Book Synopsis Encyclopedia of American Literature of the Sea and Great Lakes by : Jill B. Gidmark
Download or read book Encyclopedia of American Literature of the Sea and Great Lakes written by Jill B. Gidmark and published by Bloomsbury Publishing USA. This book was released on 2000-11-30 with total page 565 pages. Available in PDF, EPUB and Kindle. Book excerpt: The sea and Great Lakes have inspired American authors from colonial times to the present to produce enduring literary works.
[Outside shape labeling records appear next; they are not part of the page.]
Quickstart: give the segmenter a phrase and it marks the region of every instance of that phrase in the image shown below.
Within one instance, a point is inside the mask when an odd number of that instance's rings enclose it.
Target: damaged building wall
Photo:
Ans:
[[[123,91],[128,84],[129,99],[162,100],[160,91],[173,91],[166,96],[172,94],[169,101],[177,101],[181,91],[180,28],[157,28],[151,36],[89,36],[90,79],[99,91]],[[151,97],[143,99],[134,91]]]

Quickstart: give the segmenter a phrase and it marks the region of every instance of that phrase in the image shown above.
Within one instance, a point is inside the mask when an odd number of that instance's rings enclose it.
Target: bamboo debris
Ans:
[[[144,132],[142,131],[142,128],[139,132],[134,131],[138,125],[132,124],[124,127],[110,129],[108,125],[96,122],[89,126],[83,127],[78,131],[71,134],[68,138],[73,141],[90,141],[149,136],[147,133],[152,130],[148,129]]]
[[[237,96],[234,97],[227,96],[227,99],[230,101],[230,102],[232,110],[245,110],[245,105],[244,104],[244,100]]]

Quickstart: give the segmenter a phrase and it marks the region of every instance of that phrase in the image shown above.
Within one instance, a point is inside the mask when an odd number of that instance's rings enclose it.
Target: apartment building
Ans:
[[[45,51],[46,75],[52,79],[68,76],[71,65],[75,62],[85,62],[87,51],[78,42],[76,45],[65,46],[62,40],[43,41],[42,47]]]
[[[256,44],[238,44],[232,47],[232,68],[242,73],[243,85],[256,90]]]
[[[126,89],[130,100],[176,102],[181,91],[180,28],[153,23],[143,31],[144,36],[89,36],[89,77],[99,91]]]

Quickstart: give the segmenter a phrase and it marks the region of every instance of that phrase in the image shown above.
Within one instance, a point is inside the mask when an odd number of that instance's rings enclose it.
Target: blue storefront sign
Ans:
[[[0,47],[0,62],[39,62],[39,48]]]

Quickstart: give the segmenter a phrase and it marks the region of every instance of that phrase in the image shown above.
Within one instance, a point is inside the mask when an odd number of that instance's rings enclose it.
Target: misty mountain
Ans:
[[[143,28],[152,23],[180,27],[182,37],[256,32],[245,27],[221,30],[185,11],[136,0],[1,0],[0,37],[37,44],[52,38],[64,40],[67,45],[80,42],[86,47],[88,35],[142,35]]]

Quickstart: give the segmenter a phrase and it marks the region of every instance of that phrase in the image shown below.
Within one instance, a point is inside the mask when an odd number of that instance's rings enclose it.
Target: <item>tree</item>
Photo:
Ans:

This reference is a comprehensive survey of American sea literature. The scope of the encyclopedia ranges from the earliest printed matter produced in the colonies to contemporary experiments in published prose, poetry, and drama. The book also acknowledges how literature gives rise to adaptations and resonances in music and film and includes coverage of nonliterary topics that have nonetheless shaped American literature of the sea and Great Lakes. The alphabetical arrangement of the reference facilitates access to facts about major literary works, characters, authors, themes, vessels, places, and ideas that are central to American sea literature. Each of the several hundred entries is written by an expert contributor and many provide bibliographical information. While the encyclopedia includes entries for white male canonical writers such as Herman Melville and Jack London, it also gives considerable attention to women at sea and to ethnically diverse authors, works, and themes. The volume concludes with a chronology and a list of works for further reading.